Ollie's eyes were wide. "Why?"
"Because she'd taken a call from someone she thought was me a week ago."
"Chris," he breathed.
"Has to have been. She had no reason to suspect he wasn't who he said, and she answered his questions about the line of succession in the Talbot family."
Ollie was leaning breathlessly across the table. I moved his coffee mug before he could knock it over. "What does she know about it? Does she have proof who it is? What did—"
"She has no proof. What she has is an extremely personal letter sent by the mother of the twins to her sister, in which she was bemoaning the behaviour of the younger twin and wondering if she'd caused it by not loving him as much as his brother."
Ollie flinched, and I realised that cut close to home.
"The younger twin, Thomas, sounds like a psychopath. He killed baby animals as a child—as a human child, not in dragon form—and his mother said he had no compass when it came to right and wrong.

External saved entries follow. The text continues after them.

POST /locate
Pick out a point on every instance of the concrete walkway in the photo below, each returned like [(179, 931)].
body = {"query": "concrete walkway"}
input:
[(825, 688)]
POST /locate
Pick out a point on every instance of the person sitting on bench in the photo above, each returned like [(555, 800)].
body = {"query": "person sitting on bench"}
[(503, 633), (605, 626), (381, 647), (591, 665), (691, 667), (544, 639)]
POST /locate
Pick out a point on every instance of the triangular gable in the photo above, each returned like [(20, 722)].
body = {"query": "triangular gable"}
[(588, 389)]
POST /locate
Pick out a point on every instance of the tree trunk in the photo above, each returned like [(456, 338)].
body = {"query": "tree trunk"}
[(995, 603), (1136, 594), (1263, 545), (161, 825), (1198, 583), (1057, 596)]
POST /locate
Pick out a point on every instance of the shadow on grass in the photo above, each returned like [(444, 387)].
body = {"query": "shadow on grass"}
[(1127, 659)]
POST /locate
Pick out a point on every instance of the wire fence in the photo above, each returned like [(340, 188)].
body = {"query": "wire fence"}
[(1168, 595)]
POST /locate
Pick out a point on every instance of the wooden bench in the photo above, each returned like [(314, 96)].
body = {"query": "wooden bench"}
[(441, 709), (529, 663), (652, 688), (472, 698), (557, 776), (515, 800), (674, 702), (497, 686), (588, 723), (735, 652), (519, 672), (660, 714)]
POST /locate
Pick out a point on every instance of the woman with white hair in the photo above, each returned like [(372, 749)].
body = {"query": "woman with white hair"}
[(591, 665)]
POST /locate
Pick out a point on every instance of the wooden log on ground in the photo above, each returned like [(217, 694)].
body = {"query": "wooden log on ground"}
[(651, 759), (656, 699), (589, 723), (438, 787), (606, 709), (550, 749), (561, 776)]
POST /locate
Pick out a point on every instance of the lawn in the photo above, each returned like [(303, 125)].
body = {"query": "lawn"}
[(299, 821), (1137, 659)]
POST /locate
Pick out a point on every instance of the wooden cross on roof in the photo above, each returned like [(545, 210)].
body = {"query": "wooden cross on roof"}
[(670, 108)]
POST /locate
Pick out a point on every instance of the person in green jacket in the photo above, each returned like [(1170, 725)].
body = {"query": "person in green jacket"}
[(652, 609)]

So while that doesn't necessarily mean his claim was false—"
"It makes it more probable," Ollie concluded.
"The letter was written years before Thomas made his claim, so it's not as if she was providing an alibi."
Ollie sat back in his seat. "How did Chris get Evelyn's number?"
"I haven't given her number to anyone, so my guess is that June made up a tale to get it from her mother. Perhaps she said she'd mislaid it after I gave it to them or something like that."
Ollie's brow furrowed.
"June's mother is the head of the Smythes," I explained. Meaning she'd be likely to have come away from the moot with Evelyn's contact details.
"So Chris's headship claim has been disproved, more or less, but why was he so interested in the bible all of a sudden?"
"Now that's where it gets even more interesting."
Ollie's mouth opened as he stared at me. "You mean there's more?" he demanded indignantly.
"Yup. Sooooooo….." I dragged it out until I thought Ollie was going to reach across the table and thump me. "There's an often-repeated rumour in the papers Evelyn has that the Talbot family bible holds secrets. Valuable secrets about dragonkind. Evelyn, sadly, had no idea what they might be, but I'm guessing that didn't matter to Chris. Once she'd told him they were there, he wanted to get his hands on them regardless. Oh, and by the way, I think we might be having Evelyn Berstow to stay before much longer. She wants to see the bible for herself."
"But if there are any secrets, we can't read them. They're either in Latin or invisible ink."
"Which is where Evelyn earned my undying gratitude by giving me the number of the Mortimer red dragon. I mumbled something about going through Abimelech, and she informed me tartly that Rufus was his own dragon, not his grandfather's pawn." I frowned as I considered. "He was at the moot, apparently, but I don't recall seeing him."
"Oh no, Helen was definitely there," Ollie said.
"Not Helen. It's a grand son."
"Yeah, Helen of Troy."
I stared at him, unable to prevent a smile from dawning. It was impossible to be with Ollie for long and not smile. "I have no idea what you're talking about, yet somehow I'm at peace with that. Anyway, before I came to find you, I made another call."
He sat up straight in his chair. "To Helen?"
"To Rufus Mortimer. I offered to take the bible to him, but when he heard about the library, he said he'd come here, tomorrow. He's bringing his boyfriend with him. A human." I still hadn't wrapped my mind around that, but I guessed if you were a Mortimer and also a rare red dragon, normal rules didn't apply.
Ollie gaped at me, as stunned as I'd been. He eventually managed to close his mouth, only to say, "Well, bugger me sideways."
"Think I already have," I mused, and was treated to a full-wattage Ollie laugh.